Recently, there is a global shift toward medical homes for ASD. It is cost-effective and relieves financial and psychological burdens on working parents. In our study, most parents reported that the services provided to their children were not satisfying, and many reported that they do not have access to healthcare services specific to ASD in their area. Our findings are consistent with a national survey in the United States, which found that ASD patients who do not have access to a medical home have higher burdens in all study indicators than those in a medical home [12]. Additionally, a study reported that parents of ASD children in medical homes are less stressed than the other ASD parents and reported improvement in their mental health [15]. Families are not aware of the concept of a medical home; thus, they lowered their expectation of healthcare services and did not expect to receive comprehensive care, and their treatment goals are limited to maintaining their children’s current health [32,35].

In our study, most families reported that the diagnosis was non-physician initiated, which led to delayed diagnosis. The reason might be because the parents are more aware and educated, which makes them seek other health care professionals; as in our study, most parents reported that the primary source of information during the diagnostic process was gained from the internet. The difference in referral process in ASD was previously reported, which suggests that a medical home model may reduce the referral duration and reduce the chances that ASD patients are diagnosed as developmental delay cases [7]. In our study, parents were stressed during the diagnosis process, which would be significantly reduced in a family-based centre, as reported previously by Myers et al. [20].

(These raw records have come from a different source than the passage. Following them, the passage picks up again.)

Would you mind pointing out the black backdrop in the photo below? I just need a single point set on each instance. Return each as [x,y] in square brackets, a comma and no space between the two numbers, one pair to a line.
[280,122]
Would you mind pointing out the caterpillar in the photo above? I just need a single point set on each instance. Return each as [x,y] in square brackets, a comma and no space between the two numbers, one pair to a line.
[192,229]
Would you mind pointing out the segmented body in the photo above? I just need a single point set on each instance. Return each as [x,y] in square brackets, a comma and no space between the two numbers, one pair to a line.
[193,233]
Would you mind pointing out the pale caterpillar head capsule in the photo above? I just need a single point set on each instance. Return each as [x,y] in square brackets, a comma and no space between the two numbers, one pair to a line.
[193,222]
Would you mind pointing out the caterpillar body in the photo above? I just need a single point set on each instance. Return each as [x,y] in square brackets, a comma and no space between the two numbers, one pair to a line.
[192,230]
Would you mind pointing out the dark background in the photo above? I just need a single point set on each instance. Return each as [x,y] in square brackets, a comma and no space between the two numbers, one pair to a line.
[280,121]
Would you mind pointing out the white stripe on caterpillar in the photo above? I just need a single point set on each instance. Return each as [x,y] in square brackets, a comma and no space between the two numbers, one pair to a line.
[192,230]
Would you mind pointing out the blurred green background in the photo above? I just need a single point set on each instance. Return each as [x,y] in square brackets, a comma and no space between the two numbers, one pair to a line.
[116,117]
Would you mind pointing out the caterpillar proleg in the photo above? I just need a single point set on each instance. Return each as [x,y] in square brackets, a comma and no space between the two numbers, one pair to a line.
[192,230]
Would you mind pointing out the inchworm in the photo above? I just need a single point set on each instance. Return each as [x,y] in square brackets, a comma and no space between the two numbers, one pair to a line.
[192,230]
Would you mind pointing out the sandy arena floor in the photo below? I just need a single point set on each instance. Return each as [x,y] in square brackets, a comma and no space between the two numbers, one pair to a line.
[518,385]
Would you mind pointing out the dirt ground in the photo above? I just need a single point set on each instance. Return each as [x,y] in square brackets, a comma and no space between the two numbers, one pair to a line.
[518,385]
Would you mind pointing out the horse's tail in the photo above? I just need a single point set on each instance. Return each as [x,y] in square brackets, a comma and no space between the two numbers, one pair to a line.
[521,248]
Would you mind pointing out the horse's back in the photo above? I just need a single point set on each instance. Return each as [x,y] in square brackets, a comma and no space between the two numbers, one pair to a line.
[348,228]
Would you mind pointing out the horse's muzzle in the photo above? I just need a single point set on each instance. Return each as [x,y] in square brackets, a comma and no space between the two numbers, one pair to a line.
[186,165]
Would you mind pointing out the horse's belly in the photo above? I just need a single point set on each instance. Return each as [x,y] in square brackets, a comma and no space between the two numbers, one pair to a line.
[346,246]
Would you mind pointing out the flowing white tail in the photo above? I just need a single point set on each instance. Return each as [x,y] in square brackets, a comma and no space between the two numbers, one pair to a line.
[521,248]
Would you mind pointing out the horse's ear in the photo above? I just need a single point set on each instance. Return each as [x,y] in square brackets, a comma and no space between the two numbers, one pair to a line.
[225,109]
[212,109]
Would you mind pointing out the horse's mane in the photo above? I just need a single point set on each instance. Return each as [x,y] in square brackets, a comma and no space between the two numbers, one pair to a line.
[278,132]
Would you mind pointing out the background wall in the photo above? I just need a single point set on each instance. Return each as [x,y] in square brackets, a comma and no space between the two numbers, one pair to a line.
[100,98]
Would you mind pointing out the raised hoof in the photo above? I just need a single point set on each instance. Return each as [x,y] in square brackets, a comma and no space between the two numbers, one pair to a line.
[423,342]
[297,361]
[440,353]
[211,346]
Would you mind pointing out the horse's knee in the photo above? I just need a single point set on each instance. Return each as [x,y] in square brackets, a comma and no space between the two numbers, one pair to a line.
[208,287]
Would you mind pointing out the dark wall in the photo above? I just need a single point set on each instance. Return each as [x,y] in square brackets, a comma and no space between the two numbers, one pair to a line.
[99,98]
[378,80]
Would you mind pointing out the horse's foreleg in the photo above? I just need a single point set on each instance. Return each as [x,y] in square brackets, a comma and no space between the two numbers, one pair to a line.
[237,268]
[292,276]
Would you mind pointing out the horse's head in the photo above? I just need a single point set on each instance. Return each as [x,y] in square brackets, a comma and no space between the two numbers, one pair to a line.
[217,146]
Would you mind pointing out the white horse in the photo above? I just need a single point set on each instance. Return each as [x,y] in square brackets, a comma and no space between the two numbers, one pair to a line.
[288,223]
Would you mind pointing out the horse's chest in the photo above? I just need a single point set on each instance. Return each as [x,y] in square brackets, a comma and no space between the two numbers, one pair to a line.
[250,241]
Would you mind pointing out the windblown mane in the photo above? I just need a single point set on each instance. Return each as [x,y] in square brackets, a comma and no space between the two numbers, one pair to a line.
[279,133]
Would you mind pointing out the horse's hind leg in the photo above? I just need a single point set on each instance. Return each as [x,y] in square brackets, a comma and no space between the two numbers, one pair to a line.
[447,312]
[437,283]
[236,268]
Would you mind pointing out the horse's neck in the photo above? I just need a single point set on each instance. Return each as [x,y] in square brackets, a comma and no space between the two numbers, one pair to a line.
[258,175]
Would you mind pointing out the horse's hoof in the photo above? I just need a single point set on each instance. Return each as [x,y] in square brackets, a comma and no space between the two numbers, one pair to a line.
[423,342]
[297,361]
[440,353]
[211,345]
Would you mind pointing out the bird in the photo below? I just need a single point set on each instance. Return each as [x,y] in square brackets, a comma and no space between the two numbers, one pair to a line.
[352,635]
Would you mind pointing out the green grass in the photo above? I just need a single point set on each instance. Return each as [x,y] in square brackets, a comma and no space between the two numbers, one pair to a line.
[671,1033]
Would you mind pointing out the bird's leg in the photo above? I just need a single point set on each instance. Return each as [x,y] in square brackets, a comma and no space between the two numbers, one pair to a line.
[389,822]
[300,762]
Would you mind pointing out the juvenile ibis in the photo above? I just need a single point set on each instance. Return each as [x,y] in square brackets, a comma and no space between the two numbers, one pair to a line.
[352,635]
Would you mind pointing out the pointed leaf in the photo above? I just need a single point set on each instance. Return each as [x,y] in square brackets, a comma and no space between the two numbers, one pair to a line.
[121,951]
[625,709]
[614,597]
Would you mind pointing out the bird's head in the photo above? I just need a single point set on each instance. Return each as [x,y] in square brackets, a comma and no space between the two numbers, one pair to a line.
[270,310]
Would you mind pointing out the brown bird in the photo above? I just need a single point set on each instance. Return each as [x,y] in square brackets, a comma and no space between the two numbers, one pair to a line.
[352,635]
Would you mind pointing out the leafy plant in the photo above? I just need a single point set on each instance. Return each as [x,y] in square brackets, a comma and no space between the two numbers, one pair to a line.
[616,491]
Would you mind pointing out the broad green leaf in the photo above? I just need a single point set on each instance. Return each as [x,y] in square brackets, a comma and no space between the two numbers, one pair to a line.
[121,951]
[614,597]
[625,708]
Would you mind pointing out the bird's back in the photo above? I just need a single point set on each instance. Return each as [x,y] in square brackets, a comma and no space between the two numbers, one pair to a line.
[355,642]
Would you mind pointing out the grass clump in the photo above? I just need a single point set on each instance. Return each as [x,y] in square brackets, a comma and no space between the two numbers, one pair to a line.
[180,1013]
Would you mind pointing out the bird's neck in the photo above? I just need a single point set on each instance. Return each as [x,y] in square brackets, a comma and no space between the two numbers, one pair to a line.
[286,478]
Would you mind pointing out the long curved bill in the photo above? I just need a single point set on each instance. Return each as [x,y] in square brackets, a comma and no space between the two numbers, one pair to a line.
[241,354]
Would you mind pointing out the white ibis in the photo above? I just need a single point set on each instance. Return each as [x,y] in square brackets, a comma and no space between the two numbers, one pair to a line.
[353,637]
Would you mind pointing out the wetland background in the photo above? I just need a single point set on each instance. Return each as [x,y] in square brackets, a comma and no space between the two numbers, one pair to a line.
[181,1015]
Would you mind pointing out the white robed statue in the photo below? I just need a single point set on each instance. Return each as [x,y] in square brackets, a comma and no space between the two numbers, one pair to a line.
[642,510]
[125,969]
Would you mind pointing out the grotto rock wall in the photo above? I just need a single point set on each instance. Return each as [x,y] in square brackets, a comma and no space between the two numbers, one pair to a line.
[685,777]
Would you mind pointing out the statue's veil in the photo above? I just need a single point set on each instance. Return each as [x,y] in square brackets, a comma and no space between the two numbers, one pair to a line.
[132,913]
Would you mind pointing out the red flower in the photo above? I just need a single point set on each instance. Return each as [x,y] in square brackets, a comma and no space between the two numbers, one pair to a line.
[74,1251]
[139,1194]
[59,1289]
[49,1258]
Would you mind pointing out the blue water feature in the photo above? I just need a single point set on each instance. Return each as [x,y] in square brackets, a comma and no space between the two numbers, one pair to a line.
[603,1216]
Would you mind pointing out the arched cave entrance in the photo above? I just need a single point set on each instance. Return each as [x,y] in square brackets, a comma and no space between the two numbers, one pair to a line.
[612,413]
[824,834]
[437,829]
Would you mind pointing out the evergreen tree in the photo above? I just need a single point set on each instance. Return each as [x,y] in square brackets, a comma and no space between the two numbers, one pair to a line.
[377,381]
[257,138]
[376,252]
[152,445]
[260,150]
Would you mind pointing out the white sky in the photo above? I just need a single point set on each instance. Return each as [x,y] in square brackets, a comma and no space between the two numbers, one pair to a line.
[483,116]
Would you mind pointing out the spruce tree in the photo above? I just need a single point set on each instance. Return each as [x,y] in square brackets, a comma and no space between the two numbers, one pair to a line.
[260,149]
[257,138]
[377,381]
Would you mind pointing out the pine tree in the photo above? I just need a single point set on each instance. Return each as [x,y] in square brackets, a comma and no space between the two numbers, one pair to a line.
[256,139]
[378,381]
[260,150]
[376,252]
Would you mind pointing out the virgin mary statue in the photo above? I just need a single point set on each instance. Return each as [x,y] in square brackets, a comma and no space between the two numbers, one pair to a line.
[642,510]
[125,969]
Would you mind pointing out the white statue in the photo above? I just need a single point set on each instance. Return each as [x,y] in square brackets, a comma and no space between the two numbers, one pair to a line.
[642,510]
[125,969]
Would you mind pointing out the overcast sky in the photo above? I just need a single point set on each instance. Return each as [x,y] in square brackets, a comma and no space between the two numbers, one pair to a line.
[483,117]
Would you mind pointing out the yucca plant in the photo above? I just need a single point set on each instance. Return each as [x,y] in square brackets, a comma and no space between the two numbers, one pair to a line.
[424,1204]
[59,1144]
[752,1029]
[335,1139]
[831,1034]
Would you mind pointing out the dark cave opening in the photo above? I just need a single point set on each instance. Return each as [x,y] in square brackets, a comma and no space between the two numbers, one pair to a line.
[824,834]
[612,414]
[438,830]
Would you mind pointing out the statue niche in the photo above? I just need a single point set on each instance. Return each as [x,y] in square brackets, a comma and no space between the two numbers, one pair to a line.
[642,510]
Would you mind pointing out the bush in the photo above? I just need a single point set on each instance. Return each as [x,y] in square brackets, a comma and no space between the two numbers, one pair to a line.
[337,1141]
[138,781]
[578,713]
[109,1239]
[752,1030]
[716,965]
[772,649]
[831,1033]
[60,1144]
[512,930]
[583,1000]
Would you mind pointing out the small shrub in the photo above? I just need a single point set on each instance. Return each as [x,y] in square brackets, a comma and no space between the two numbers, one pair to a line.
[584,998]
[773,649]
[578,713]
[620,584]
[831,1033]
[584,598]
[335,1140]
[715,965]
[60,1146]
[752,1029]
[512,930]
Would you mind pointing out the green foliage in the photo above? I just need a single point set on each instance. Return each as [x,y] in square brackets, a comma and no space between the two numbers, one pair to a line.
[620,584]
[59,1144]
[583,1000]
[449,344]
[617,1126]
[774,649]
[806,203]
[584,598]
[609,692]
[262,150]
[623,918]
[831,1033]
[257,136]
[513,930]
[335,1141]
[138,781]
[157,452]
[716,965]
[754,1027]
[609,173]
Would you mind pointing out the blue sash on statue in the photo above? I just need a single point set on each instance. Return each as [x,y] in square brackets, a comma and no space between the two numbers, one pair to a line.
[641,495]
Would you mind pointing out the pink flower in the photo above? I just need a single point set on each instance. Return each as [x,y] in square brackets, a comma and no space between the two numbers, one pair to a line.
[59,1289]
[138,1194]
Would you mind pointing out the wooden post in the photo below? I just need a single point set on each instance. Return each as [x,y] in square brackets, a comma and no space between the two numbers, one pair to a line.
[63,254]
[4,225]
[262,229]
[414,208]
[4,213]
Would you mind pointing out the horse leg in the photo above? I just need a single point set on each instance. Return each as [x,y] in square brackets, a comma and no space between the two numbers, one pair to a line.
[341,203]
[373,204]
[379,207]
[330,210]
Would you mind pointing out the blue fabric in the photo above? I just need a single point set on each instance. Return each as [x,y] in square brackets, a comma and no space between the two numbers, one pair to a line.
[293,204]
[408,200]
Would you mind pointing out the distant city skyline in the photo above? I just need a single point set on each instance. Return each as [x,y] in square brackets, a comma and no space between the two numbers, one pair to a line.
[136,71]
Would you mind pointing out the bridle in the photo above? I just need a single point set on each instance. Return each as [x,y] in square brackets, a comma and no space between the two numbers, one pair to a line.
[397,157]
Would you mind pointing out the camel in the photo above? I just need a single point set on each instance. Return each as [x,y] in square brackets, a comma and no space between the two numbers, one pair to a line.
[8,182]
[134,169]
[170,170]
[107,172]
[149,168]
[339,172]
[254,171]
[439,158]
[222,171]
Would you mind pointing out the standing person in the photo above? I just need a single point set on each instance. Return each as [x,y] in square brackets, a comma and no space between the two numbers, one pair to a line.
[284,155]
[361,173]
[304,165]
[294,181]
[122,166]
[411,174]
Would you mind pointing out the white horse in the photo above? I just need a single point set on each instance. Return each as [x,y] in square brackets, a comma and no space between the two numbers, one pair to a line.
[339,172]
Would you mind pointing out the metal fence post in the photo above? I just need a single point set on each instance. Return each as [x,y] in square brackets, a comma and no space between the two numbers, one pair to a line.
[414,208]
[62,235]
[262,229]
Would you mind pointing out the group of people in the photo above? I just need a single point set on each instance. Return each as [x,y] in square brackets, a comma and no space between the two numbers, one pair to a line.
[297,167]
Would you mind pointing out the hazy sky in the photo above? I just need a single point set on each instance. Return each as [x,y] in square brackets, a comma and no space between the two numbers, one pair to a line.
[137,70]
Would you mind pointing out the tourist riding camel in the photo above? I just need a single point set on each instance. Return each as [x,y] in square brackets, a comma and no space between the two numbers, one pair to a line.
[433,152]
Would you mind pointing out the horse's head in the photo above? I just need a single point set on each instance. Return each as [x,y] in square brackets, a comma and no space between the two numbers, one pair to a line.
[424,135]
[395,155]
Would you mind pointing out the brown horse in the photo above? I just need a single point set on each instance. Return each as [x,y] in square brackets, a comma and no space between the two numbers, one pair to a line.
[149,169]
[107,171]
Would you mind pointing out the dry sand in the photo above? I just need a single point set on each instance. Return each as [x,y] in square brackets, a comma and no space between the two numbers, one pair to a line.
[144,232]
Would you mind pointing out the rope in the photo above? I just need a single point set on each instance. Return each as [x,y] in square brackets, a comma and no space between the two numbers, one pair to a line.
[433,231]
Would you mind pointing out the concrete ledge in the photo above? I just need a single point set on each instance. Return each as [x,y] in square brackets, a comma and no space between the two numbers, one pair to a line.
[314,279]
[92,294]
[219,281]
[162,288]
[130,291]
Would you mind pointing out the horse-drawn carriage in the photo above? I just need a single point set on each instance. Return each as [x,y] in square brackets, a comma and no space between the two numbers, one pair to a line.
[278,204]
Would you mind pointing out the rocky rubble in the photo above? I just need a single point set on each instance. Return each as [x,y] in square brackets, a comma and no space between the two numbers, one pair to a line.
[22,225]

5. Strengths and Limitations

Strengths of this study included a geographically diverse sample of parents and adequate sample size, a saturation of qualitative data, and the use of technology to recruit the participants, which decrease selection bias. Study limitations include the following: survey questions relied on parent self-report associated with recall bias. Future studies with larger samples size are needed to explore the relationship between types of health care services during the diagnostic and intervention process for ASD. Data collection was terminated because sample adequacy and saturation were reached, and no new insights were found during data analysis.

6. Conclusions

In this study, we used self-report measures to understand the parent experience during the diagnostic and treatment process and to seek their perspective in ASD healthcare services in their area of residence. Our findings suggest that a specialized family-centred medical home specific for ASD patients might have a significant impact in increasing parents’ satisfaction with healthcare, reducing parents’ stress, and easing the transition of their children to adulthood.